2. Biodiversité : un appauvrissement structurel, pas une ouverture bénéfique
Entretien DFCI = perte d’habitats
La prévention incendie impose fauches régulières, broyage ou pâturage intensif sous et autour des panneaux, supprimant la strate arbustive et herbacée haute.
Disparaissent ainsi :
Les buissons refuges pour oiseaux nicheurs et reptiles.
Les micro-habitats pour insectes pollinisateurs et micromammifères.
La diversité floristique typique des garrigues non perturbées.
L’argument “ouvrir les milieux fermés”
La garrigue « fermée » n’est pas un milieu dégradé : c’est un écosystème mature et riche.
L’« ouverture » écologique, quand elle est nécessaire, se fait par pâturage extensif ou coupe sélective, pas par un nivellement industriel permanent.
Un parc PV crée :
Uniformisation du couvert végétal.
Fragmentation des habitats (clôtures, pistes).
Remplacement des espèces patrimoniales par des espèces opportunistes.
Biodiversité de substitution
Les suivis post-installation peuvent afficher une « diversité » d’espèces… mais ce sont majoritairement des espèces banales.
La biodiversité patrimoniale, protégée par les statuts ZNIEFF, ZICO ou Natura 2000, est perdue.
Références
CNPN (2024) : préconise d’éviter toute implantation en milieux naturels, semi-naturels ou forestiers.
DREAL Occitanie (2019) : souligne la valeur écologique de la garrigue et l’importance de sa mosaïque d’habitats.
3. Argumentaire de synthèse pour décisionnaires
Incendie : Les centrales photovoltaïques en garrigue ne sont pas des coupe-feu. Elles nécessitent un entretien lourd pour réduire un risque qui reste structurel. Des incendies ont déjà eu lieu à l’intérieur de parcs PV, prouvant que le risque est réel.
Biodiversité : L’entretien anti-incendie supprime la végétation structurante et remplace la biodiversité patrimoniale par une biodiversité appauvrie. L’argument « ouverture des milieux » est une rhétorique marketing déconnectée de la réalité écologique.

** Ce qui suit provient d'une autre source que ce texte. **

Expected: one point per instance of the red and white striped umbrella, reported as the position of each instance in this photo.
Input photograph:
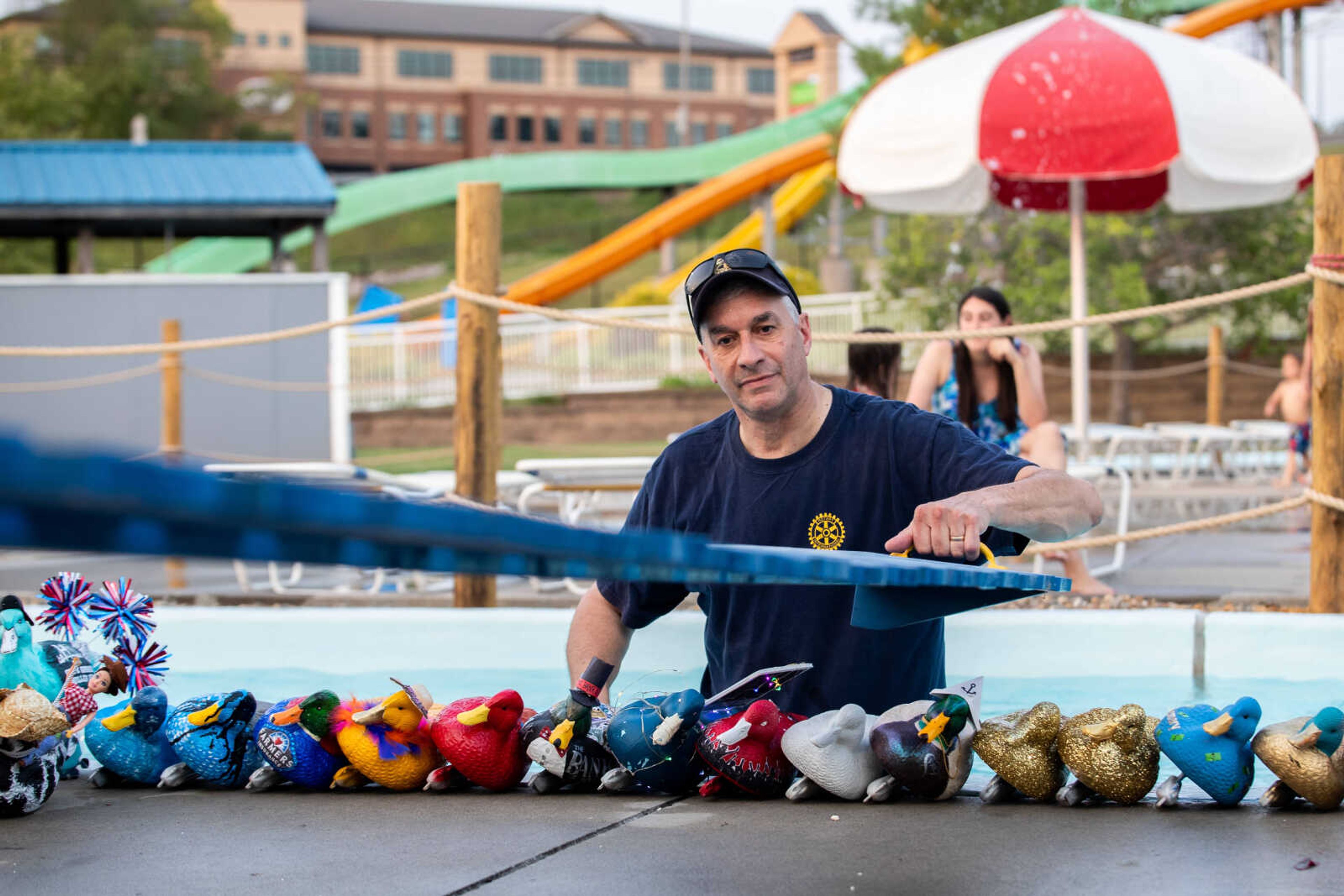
(1083, 112)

Cohérence : Les avis techniques et scientifiques convergent pour recommander la priorité aux toitures, ombrières et sites déjà artificialisés.
4. Conclusion
En garrigue, implanter une centrale photovoltaïque au sol cumule :
un risque incendie accru par rapport à un site déjà artificialisé,
une perte nette de biodiversité patrimoniale,
une incohérence avec les recommandations nationales (CNPN) et régionales (DREAL).
La transition énergétique doit s’appuyer sur des sites déjà artificialisés, non sur des espaces naturels de haute valeur écologique et sensibles au feu.
Les projets qui persistent en garrigue doivent être évalués avec rigueur, sans céder aux arguments infondés de « coupe-feu » ou d’« ouverture des milieux ».
📌 Références clés :
INERIS, 2023 – Retours d’expérience sur les incendies de parcs photovoltaïques.
SDIS du Var, 2024–2025 – Recommandations pour la DFCI autour des parcs PV.
CNPN – Avis du 19 juin 2024.
DREAL Occitanie, 2019 – Plan de gestion et conservation des garrigues méditerranéennes.
ARIA/BARPI – Fiches incidents incendie dans parcs PV.